Description: RPC-348 is a 1.4 meter long-sword that carbon dates to around the 7th century AD and is chronistic to swords of the Tibetan Empire. RPC-348 features a molten blade, the temperature of which typically ranges from 1320°C-1340°C, when not heated further. The hilt consists of a black leather grip, beneath which are Tibetan inscriptions that translate roughly to “Destiny Be Answered”. The pommel1 is mineral-like in composition and is fashioned in a triangular shape, reminiscent of a mountain. A second inscription is found upon the pommel that roughly translates to “[The] Reckoning's Palm".

No materials of the sword, nor any surrounding materials,2 are affected by the extreme temperature. The heat generated by RPC-348, while quantifiable, is non-causative. Serial readings of RPC-348's temperature indicate that it waxes and wanes3 in predictable, rhythmic cycles that last approximately 50 years.4

When in contact with the ground, RPC-348 produces significant seismic activity. This effect is mitigated if RPC-348 is elevated off of the ground through contact-less means, such as a wall scabbard, though mild tectonic perturbations in the surrounding area can still be detected.5 The percentage of RPC-348 touching the earth has no effect or relative negation of its seismic capabilities.

RPC-348 exhibits additional properties when heated. However, the means by which RPC-348 is heated is causally anomalous. The blade will not absorb additional radiation in the form of heat or be affected by increases (or decreases) in ambient temperature. Instead, the blade increases its temperature when in the presence of certain individuals of Tibetan ancestry, and returns to its native temperature range when not.

When RPC-348 reaches a temperature exceeding the threshold of its native range, the blade drips its molten contents, and onto the ground unless in its containment apparatus.
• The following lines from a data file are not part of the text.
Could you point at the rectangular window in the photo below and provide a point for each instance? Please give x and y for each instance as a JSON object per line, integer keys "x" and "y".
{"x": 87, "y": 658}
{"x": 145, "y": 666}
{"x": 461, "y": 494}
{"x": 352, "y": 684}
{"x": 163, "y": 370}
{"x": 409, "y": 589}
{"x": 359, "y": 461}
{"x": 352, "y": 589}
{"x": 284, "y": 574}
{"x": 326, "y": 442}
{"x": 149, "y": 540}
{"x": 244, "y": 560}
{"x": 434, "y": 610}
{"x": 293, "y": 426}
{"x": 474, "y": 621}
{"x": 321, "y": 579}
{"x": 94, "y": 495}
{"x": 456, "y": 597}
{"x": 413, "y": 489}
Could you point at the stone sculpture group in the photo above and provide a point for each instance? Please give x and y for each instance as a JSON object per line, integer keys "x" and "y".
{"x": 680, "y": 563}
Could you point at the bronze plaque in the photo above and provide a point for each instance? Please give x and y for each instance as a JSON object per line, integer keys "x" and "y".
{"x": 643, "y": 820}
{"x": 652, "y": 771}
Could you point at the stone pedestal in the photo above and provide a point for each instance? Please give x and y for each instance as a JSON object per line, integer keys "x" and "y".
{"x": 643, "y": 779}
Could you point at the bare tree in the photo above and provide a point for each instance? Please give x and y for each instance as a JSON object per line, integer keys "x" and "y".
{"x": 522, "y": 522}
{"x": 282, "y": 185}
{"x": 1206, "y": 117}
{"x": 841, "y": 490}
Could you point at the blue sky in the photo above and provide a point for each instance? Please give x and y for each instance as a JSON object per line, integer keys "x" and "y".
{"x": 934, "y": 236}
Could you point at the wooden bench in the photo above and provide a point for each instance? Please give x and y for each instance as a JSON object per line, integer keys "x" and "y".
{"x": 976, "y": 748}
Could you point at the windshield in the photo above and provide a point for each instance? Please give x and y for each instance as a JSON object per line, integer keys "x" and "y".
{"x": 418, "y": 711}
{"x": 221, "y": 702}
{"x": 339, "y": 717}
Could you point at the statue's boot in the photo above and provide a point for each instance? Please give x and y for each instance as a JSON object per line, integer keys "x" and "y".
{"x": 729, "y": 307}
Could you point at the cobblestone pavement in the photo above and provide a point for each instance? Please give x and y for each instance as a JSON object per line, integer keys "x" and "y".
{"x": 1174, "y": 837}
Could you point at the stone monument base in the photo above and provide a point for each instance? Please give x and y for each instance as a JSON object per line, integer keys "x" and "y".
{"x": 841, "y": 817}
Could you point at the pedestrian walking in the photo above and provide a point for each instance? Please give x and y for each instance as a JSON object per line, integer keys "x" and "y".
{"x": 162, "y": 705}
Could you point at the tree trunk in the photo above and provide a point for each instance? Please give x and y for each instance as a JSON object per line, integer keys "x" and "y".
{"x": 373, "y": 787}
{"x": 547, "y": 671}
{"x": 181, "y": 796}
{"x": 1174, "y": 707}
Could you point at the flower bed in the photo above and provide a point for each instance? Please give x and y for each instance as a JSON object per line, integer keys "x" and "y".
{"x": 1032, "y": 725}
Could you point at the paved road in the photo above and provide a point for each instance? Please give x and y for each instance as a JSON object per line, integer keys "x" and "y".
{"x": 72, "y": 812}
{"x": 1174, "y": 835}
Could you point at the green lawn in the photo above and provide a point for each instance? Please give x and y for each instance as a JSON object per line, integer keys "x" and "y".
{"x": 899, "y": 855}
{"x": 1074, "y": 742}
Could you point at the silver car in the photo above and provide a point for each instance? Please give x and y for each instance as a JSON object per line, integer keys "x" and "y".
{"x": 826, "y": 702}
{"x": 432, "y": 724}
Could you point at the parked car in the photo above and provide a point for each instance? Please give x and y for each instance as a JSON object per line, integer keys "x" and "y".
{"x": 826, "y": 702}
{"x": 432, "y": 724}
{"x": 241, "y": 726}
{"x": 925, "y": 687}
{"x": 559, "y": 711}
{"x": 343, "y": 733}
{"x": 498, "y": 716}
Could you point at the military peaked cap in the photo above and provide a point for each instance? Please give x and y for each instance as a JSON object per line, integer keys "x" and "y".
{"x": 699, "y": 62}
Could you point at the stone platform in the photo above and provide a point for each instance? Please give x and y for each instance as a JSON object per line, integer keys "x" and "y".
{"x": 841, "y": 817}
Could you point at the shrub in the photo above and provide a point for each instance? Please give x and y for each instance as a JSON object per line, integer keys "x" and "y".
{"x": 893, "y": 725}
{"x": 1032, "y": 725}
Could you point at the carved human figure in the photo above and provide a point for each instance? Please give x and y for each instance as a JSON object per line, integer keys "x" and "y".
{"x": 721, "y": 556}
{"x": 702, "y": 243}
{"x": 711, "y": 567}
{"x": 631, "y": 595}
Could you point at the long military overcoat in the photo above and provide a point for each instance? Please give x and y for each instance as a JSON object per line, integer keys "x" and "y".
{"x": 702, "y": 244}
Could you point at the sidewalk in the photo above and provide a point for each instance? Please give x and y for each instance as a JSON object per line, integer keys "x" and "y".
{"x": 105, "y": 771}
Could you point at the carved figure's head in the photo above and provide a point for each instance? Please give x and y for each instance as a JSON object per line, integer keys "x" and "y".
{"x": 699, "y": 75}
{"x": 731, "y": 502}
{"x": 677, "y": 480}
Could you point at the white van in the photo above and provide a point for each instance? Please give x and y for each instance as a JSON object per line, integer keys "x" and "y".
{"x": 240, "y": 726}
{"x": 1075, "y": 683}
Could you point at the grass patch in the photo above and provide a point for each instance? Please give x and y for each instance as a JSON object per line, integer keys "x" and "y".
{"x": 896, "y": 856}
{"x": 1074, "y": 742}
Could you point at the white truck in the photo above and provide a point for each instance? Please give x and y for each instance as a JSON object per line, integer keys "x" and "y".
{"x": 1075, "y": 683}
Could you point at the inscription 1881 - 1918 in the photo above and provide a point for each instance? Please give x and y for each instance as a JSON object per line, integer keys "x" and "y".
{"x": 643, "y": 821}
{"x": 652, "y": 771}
These sloughed droplets are designated RPC-348-1 and mimic the effects of RPC-348's contact with the ground, but to a lesser degree. However, RPC-348-1 is by no means seismically insignificant.

The creation of RPC-348-1 does not reduce the mass of RPC-348. Because of this, RPC-348 has been labeled as a Regenerative Hazard.

Database Geotag of RPC-348.

Discovery: RPC-348 was obtained on ██/██/████ at the epicenter of ten major earthquakes around Qonggyai, Tibet. After the initial detection, Authority seismologist Peter Maltineau requested an expedition to the region along with seismology/geology/vulcanology specialists MST Zulu-12 "Red Hot Hand". Once the team arrived at the coordinates, the well-known Chongye Valley, or the "Valley of the Kings", further reconnaissance identified the epicenter of the seismic activity as a previously unknown burial mound near Taktsé Castle.

After gaining entry to the site, RPC-348 was quickly identified as an object of interest and deemed likely causative to the surrounding seismic activity. Following the request of a small, mobile forge, RPC-348 was successfully contained, and its immediate anomalous properties were ascertained and ceased with relative ease.


Photo of excavations subsequent to RPC-348's discovery. Taktsé Castle can be seen in the top right, upon the hill.

The specific tomb from which RPC-348 was recovered features insignias and hallmarks of Tibetan royalty, consistent with the purpose of the valley. After this discovery, additional such chambers adjacent to the major burial mounds in the valley were also discovered and were subsequently excavated.

While no second instance of RPC-348 was found, the tombs featured an identical scabbard and housing apparatus intended for a sword of RPC-348's exact proportions. This construct is present in royal tombs dating back to the earliest ruler of the Tibetan empire, Songtsen Gampo. The tomb RPC-348 was discovered in was that of the latest of the Tibetan empire's major rulers, Langdarma. This indicates that RPC-348 may have had a cultural and political role in determining the succession of rulers in the area.

RPC-348 was discovered outside of its scabbard. It is unclear by what means or for how long RPC-348 had been in contact with the ground.